Questões de Português retiradas das provas anteriores do Exame Nacional do Ensino Médio - ENEM
O mistério do brega
Famoso no seu tempo, o marechal Schõnberg (1615-90) ditava a moda em Lisboa, onde seu nome foi aportuguesado para Chumbergas. Consta que ele foi responsável pela popularização dos vastos bigodes tufados na Metrópole. Entre os adeptos estaria o governador da província de Pernambuco, o português Jerônimo de Mendonça Furtado, que, por isso, aqui ganhou o apelido de Chumbregas - variante do aportuguesado Chumbergas. Talvez por ser um homem não muito benquisto na Colônia, o apelido deu origem ao adjetivo xumbrega: “coisa ruim”, “ordinária”. E talvez por ser um homem também da folia, surgiu o verbo xumbregar, que inicialmente teve o sentido de “embriagar-se” e depois veio a adquirir o de “bolinar”, “garanhar”. Dedução lógica: de coisa ruim a bebedeira e atos libidinosos, as palavras xumbrega ou xumbregar chegaram aos anos 60 do século XX na forma reduzida brega, designando locais onde se bebe, se bolina e se ouvem cantores cafonas. E o que inicialmente era substantivo, “música de brega”, acabou virando adjetivo, “música brega” - numa já distante referência a um certo marechal alemão chamado Schõnberg.
ARAÚJO, P. C. Revista USP, n. 87, nov. 2010 (adaptado).
O texto trata das mudanças linguísticas que resultaram na palavra “brega”. Ao apresentar as situações cotidianas que favoreceram as reinterpretações do seu sentido original, o autor mostra a importância da
A) interação oral como um dos agentes responsáveis pela transformação do léxico do português.
B) compreensão limitada de sons e de palavras para a criação de novas palavras em português.
C) eleição de palavras frequentes e representativas na formação do léxico da língua portuguesa.
D) interferência da documentação histórica na constituição do léxico.
E) realização de ações de portugueses e de brasileiros a fim de padronizar as variedades linguísticas lusitanas.
Revolução digital cria a era do leitor-sujeito
Foi-se uma vez um leitor. Com a revolução digital, quem lê passa a ter voz no processo de leitura. “Até outro dia, as críticas literárias eram exclusividade de um grupo fechado, assim como em tantas outras áreas. Agora, temos grupos que conversam, trocam, se manifestam em tempo real, recomendam ou desaprovam, trocam ideias com os autores, participam ativamente da construção de obras literárias coletivas.
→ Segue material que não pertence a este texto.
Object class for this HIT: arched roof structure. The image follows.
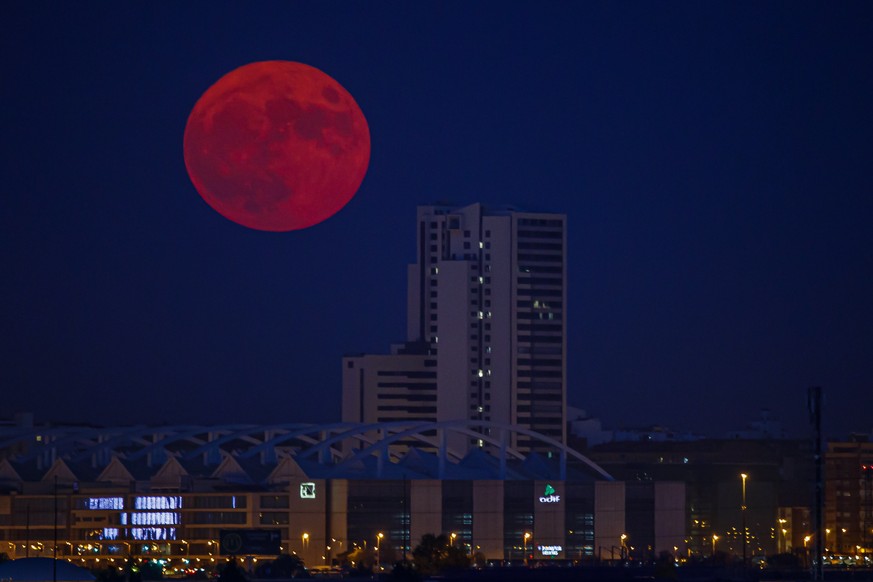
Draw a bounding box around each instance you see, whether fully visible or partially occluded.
[0,420,612,480]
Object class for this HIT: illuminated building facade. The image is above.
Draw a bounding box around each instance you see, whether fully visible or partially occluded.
[825,435,873,557]
[0,421,685,570]
[343,204,567,453]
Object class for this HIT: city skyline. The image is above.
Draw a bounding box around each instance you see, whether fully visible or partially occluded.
[0,2,873,436]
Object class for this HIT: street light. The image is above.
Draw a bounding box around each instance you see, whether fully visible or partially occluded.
[524,531,531,564]
[740,473,749,568]
[376,532,385,570]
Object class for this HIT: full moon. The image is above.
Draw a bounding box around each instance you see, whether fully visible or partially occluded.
[183,61,370,232]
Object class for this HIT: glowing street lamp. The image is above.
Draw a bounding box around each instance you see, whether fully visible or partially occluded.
[376,532,385,570]
[740,473,749,567]
[524,531,531,564]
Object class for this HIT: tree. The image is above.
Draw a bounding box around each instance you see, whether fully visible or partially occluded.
[412,534,470,576]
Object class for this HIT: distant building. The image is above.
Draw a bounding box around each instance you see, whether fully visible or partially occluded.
[342,204,567,452]
[585,439,814,557]
[825,434,873,555]
[0,421,686,576]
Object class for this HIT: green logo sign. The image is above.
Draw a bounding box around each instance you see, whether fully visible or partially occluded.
[540,483,561,503]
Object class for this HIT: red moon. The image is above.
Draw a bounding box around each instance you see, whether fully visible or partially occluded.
[184,61,370,232]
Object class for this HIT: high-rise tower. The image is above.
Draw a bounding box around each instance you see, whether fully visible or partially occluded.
[343,204,567,450]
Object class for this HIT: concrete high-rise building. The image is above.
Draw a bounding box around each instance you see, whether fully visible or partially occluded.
[343,204,567,452]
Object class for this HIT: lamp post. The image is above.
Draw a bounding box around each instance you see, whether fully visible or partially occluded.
[803,536,812,566]
[740,473,749,568]
[376,532,385,570]
[524,531,530,564]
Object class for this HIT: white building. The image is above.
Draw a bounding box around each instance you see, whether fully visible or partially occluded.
[343,204,567,451]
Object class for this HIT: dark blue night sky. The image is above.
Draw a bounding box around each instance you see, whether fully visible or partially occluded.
[0,0,873,436]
Isso é um jeito novo de pensar a escrita, de construir memória e o próprio conhecimento”, analisa uma professora de comunicação da PUC-MG.
A secretária Fabiana Araújo, 32, é uma “leitora-sujeito”, como Daniela chama esses novos atores do universo da leitura. Leitora assídua desde o final da adolescência, quando foi seduzida pela série Harry Potter, só neste ano já leu mais de 30 títulos. Suas leituras não costumam terminar quando fecha um livro. Fabiana escreve resenhas de títulos como Estilhaça-me, romance fantástico na linha de Crepúsculo, publicadas em um blog com o qual foi convidada a colaborar. “Escrever sobre um livro é uma forma de relê-lo. E conversar, pessoal ou virtualmente, com outros leitores também”, defende.
FANTINI, D. Jornal Pampulha, n. 1138, maio 2012 (adaptado).
As sequências textuais “Até outro dia” e “agora” auxiliam a progressão temática do texto, pois delimitam
A) o perfil social dos envolvidos na revolução digital.
B) o limite etário dos promotores da revolução digital.
C) os períodos pré e pós revolução digital.
D) a urgência e a rapidez da revolução digital.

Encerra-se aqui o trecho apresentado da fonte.